EN BREF
Les médecines douces (ostéopathie, acupuncture, sophrologie, naturopathie…) ne sont pas remboursées par la Sécurité sociale. Sur ce poste, votre complémentaire intervient donc au premier euro, sans base de remboursement à laquelle se référer. Trois points déterminent votre couverture réelle : la forme du forfait (par séance, global, global avec sous-plafond par séance, ou mutualisé avec la prévention), la liste des praticiens couverts (plus ou moins large), et les conditions tenant à l’identifiant du praticien (numéro au répertoire, autrefois ADELI, aujourd’hui RPPS). Le psychologue est un cas à part, susceptible d’être pris en charge à deux endroits : votre forfait médecines douces et le dispositif public Mon soutien psy.
Pourquoi votre complémentaire paie-t-elle au premier euro ?
La première chose à comprendre est que les médecines douces ne figurent pas, sauf rares exceptions, parmi les prestations prises en charge par l’Assurance maladie. Une séance d’ostéopathie, d’acupuncture pratiquée hors cadre médical, de sophrologie ou de naturopathie n’ouvre droit à aucun remboursement de la Sécurité sociale.

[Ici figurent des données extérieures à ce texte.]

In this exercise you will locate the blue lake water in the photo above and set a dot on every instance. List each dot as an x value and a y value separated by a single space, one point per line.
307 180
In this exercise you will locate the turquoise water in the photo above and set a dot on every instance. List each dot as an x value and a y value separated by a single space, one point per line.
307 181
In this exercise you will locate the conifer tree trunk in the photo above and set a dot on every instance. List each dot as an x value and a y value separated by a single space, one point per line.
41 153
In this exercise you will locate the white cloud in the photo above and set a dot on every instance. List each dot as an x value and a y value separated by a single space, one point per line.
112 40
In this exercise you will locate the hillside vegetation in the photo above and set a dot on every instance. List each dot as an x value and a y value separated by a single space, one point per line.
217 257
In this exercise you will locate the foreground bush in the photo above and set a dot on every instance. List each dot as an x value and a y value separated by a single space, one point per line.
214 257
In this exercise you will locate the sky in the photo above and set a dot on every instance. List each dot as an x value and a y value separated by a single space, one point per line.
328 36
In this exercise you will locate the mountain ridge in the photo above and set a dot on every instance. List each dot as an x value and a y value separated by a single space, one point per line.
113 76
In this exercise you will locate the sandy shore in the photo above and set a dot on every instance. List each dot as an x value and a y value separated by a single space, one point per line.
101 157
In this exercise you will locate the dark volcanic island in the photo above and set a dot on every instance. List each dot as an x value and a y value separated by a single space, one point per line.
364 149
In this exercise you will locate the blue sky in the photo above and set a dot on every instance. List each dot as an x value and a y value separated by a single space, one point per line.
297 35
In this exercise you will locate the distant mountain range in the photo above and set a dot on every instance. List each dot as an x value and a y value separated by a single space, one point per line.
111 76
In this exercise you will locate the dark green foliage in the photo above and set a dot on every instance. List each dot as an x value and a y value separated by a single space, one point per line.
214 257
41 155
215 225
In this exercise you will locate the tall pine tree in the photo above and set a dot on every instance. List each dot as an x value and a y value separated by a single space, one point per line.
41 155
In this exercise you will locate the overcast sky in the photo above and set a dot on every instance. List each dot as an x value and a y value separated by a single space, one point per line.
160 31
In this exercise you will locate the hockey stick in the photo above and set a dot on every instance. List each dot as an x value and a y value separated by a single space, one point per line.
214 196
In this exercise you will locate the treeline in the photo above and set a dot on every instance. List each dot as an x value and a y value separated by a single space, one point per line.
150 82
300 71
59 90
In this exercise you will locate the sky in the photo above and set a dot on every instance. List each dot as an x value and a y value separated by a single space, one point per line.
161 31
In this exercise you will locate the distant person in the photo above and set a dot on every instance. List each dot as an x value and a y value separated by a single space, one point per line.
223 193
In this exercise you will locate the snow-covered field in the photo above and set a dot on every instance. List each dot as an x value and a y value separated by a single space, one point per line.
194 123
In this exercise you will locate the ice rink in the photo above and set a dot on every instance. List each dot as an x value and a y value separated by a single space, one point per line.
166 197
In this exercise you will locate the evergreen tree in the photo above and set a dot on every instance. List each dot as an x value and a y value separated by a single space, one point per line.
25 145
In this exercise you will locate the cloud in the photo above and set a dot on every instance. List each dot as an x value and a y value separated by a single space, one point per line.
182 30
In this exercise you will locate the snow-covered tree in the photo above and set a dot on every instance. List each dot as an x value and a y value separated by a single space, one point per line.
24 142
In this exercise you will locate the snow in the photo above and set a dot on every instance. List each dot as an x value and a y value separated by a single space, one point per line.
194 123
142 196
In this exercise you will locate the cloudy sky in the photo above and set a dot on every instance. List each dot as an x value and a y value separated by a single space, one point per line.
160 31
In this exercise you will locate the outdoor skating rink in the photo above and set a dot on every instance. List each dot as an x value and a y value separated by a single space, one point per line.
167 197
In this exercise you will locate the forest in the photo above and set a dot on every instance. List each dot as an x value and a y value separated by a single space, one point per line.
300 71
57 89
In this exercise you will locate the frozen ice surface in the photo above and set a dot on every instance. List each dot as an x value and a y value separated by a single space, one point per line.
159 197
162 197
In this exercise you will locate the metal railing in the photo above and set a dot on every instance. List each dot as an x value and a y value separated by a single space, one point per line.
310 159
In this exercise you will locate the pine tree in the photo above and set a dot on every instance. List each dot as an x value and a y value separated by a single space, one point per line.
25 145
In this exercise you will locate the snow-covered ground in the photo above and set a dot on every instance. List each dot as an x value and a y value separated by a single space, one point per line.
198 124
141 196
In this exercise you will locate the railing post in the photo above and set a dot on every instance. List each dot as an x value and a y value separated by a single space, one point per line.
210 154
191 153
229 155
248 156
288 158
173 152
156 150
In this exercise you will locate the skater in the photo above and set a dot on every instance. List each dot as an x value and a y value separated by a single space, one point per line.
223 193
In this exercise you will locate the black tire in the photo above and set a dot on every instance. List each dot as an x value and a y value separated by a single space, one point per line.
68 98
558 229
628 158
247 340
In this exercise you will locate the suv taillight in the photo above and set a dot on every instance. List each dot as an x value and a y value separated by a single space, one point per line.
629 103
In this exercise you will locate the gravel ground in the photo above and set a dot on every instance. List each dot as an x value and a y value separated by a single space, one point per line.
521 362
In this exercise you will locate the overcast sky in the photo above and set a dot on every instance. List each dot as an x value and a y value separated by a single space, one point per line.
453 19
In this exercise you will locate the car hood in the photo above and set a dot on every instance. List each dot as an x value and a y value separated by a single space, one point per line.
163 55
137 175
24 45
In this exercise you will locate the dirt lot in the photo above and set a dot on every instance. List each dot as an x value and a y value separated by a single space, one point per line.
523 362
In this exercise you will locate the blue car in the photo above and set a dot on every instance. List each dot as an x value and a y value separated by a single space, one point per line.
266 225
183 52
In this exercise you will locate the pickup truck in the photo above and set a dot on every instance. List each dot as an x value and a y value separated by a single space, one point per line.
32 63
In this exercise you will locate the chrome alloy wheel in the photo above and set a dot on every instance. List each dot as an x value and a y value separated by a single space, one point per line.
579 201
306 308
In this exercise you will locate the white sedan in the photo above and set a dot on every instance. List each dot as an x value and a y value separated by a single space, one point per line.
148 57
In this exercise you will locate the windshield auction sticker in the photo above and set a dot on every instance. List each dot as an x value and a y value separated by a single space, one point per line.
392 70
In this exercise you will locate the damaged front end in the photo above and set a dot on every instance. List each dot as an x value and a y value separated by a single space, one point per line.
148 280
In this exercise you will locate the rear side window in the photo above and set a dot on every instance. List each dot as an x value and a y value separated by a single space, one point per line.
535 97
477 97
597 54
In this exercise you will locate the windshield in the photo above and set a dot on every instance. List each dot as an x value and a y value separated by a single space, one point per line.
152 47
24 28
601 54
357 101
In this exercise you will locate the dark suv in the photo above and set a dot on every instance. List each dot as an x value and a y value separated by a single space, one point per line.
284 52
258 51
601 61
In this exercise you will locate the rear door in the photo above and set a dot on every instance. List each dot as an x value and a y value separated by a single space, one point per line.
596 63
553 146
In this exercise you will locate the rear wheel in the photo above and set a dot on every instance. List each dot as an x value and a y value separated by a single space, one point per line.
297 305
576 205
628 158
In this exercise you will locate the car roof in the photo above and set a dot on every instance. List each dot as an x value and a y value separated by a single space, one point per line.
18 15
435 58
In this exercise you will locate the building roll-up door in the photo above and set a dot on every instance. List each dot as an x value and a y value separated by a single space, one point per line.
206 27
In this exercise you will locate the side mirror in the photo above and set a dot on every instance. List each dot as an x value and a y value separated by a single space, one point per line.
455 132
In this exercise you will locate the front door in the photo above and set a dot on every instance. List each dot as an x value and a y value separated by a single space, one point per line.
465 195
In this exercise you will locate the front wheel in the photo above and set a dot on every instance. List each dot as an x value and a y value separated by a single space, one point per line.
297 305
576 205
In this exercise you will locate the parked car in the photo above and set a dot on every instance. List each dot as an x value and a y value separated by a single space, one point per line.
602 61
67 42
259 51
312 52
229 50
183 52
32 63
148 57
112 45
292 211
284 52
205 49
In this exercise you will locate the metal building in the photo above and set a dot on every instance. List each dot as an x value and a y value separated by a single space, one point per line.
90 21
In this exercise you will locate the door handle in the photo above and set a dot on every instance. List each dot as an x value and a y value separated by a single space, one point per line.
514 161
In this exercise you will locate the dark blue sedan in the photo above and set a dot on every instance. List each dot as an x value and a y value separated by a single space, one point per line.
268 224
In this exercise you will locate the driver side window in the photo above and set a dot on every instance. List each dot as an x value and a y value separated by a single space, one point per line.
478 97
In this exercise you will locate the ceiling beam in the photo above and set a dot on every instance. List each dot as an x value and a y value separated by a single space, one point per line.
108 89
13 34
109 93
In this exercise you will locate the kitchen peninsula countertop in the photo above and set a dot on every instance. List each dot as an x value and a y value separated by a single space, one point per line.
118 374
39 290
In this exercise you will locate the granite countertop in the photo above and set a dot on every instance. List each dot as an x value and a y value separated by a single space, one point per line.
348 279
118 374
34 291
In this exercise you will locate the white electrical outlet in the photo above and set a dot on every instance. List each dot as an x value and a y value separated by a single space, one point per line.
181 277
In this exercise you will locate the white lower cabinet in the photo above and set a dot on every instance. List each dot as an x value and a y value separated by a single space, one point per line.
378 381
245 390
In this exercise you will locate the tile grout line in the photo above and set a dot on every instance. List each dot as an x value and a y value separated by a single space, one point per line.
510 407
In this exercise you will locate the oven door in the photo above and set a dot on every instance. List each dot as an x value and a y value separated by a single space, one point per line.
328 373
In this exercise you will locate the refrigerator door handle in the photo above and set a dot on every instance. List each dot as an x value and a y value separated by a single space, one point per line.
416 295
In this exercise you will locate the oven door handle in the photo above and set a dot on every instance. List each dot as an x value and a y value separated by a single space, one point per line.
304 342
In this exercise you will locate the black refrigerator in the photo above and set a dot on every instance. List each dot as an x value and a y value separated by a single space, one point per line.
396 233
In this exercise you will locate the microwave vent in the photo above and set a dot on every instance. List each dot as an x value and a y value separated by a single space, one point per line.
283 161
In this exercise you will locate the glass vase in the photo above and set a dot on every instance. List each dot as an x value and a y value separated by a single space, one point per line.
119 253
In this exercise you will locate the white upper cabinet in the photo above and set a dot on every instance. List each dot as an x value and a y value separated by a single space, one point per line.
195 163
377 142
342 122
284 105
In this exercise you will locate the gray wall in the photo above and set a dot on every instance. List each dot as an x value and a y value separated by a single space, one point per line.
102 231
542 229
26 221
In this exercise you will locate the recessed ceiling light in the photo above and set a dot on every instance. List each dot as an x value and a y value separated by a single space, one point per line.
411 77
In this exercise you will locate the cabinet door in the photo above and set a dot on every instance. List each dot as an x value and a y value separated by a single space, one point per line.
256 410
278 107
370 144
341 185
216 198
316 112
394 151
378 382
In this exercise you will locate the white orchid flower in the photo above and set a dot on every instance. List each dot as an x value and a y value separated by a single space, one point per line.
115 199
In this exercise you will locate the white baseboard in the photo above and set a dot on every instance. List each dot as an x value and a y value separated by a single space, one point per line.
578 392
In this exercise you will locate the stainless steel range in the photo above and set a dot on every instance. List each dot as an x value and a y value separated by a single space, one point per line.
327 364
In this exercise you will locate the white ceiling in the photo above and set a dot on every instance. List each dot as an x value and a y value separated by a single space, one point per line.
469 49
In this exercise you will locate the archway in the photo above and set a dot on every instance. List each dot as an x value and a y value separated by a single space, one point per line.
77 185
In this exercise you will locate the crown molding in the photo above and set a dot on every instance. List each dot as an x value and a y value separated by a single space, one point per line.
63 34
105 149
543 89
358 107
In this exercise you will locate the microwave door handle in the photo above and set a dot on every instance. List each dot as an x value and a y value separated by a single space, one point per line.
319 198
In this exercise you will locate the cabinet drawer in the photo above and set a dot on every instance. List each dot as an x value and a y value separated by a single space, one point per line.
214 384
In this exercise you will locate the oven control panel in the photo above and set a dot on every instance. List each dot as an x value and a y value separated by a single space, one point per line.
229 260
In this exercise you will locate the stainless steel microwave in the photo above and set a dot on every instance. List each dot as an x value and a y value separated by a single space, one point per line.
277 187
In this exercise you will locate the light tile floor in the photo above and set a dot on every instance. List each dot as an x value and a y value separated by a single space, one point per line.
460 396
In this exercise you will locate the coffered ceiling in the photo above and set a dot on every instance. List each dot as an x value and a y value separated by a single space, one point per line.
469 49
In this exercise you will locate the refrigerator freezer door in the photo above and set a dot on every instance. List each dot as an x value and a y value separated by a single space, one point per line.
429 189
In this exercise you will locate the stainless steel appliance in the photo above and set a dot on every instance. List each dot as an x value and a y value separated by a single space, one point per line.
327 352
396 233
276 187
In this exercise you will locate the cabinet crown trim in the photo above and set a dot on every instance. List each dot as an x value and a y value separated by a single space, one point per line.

La conséquence est directe : sur ce poste, votre complémentaire intervient au premier euro. Il n’existe pas de base de remboursement servant de point de départ au calcul, ni de ticket modérateur à compléter. Le contrat fixe librement le montant qu’il accepte de prendre en charge, et c’est ce montant seul qui détermine votre remboursement. Cette logique explique pourquoi le poste s’exprime toujours en euros, sous forme de forfait, et jamais en pourcentage d’une base.
Elle explique aussi la grande hétérogénéité des contrats. En l’absence de cadre réglementaire imposant un socle, chaque complémentaire construit sa garantie comme elle l’entend : montant, nombre de séances, liste de praticiens, conditions de prise en charge. D’un contrat à l’autre, pour un budget de cotisation comparable, la couverture réelle des médecines douces peut varier du simple au triple.
Sur les médecines douces, il n’y a ni base de remboursement ni pourcentage : seulement un forfait, dont la forme exacte fait toute la différence.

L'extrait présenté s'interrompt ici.